New and updated features of this title

  • NEW: Chapters in this edition feature expanded coverage of probabilistic programming (Ch. 15); multiagent decision making (Ch. 18 with Michael Wooldridge); deep learning (Ch. 21 with Ian Goodfellow); and deep learning for natural language processing (Ch. 24 with Jacob Devlin and Mei-Wing Chang).
  • UPDATED: Definition of AI systems is generalized to assume that the intelligent agent may be uncertain about the true objectives of the human(s) on whose behalf it operates.
  • UPDATED: Machine learning coverage. Robotics material is significantly enhanced to include robots that interact with humans and the application of reinforcement learning to robotics.
  • NEW: Sections address topics such as causality (by Judea Pearl); Monte Carlo search for games and robotics; transfer learning for deep learning in general and for natural language; privacy; fairness; the future of work; and safe AI.
  • NEW: Recent advances in AI applications receive extensive coverage.
  • UPDATED: Coverage of the impact of deep learning methods on the fields of computer vision, natural language understanding, and speech recognition.
  1. Introduction
  2. Intelligent Agents
  3. Solving Problems by Searching
  4. Search in Complex Environments
  5. Adversarial Search and Games
  6. Constraint Satisfaction Problems
  7. Logical Agents
  8. First-Order Logic
  9. Inference in First-Order Logic
  10. Knowledge Representation
  11. Automated Planning
  12. Quantifying Uncertainty
  13. Probabilistic Reasoning
  14. Probabilistic Reasoning over Time
  15. Probabilistic Programming
  16. Making Simple Decisions
  17. Making Complex Decisions
  18. Multiagent Decision Making
  19. Learning from Examples
  20. Learning Probabilistic Models
  21. Deep Learning
  22. Reinforcement Learning
  23. Natural Language Processing
  24. Deep Learning for Natural Language Processing
  25. Robotics
  26. Philosophy and Ethics of AI
  27. The Future of AI

About our authors

Stuart Russell was born in 1962 in Portsmouth, England. He received his B.A. with first-class honours in physics from Oxford University in 1982, and his Ph.D. in computer science from Stanford in 1986. He then joined the faculty of the University of California at Berkeley, where he is a professor and former chair of computer science, director of the Center for Human-Compatible AI, and holder of the Smith–Zadeh Chair in Engineering. In 1990, he received the Presidential Young Investigator Award of the National Science Foundation, and in 1995 he was co-winner of the Computers and Thought Award. He is a Fellow of the American Association for Artificial Intelligence, the Association for Computing Machinery, and the American Association for the Advancement of Science, and Honorary Fellow of Wadham College, Oxford, and an Andrew Carnegie Fellow. He held the Chaire Blaise Pascal in Paris from 2012 to 2014. He has published over 300 papers on a wide range of topics in artificial intelligence. His other books include: The Use of Knowledge in Analogy and Induction, Do the Right Thing: Studies in Limited Rationality (with Eric Wefald), and Human Compatible: Artificial Intelligence and the Problem of Control.

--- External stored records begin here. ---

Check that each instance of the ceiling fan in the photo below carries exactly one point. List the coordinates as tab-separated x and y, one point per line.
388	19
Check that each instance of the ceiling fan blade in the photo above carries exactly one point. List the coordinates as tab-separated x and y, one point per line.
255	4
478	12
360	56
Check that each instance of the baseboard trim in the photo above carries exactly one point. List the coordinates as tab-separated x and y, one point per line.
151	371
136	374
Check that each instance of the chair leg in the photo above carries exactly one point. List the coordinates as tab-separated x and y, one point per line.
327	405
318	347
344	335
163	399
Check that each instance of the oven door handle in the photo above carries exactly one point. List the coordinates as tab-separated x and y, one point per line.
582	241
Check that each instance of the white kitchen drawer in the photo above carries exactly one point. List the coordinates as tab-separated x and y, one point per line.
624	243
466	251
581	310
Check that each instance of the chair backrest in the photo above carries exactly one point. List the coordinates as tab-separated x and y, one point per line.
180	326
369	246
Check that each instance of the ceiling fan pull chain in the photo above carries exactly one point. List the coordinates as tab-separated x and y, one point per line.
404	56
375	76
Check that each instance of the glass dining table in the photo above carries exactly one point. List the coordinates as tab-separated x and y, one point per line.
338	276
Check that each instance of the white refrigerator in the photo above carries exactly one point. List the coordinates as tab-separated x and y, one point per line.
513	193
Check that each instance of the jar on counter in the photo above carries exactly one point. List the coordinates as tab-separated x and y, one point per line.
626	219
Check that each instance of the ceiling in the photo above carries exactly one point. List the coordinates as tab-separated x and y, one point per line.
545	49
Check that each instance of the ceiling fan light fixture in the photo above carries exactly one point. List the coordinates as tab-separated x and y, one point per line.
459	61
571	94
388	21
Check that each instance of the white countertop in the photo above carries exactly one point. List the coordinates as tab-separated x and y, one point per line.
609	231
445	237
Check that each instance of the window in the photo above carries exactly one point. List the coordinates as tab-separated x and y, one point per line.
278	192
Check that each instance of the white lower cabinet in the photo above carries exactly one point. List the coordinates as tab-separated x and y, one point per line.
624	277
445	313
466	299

Peter Norvig is currently Director of Research at Google, Inc., and was the director responsible for the core Web search algorithms from 2002 to 2005. He is a Fellow of the American Association for Artificial Intelligence and the Association for Computing Machinery. Previously, he was head of the Computational Sciences Division at NASA Ames Research Center, where he oversaw NASA's research and development in artificial intelligence and robotics, and chief scientist at Junglee, where he helped develop one of the first Internet information extraction services. He received a B.S. in applied mathematics from Brown University and a Ph.D. in computer science from the University of California at Berkeley. He received the Distinguished Alumni and Engineering Innovation awards from Berkeley and the Exceptional Achievement Medal from NASA. He has been a professor at the University of Southern California and a research faculty member at Berkeley. His other books are: Paradigms of AI Programming: Case Studies in Common Lisp, Verbmobil: A Translation System for Face-to-Face Dialog, and Intelligent Help Systems for UNIX.

The two authors shared the inaugural AAAI/EAAI Outstanding Educator award in 2016.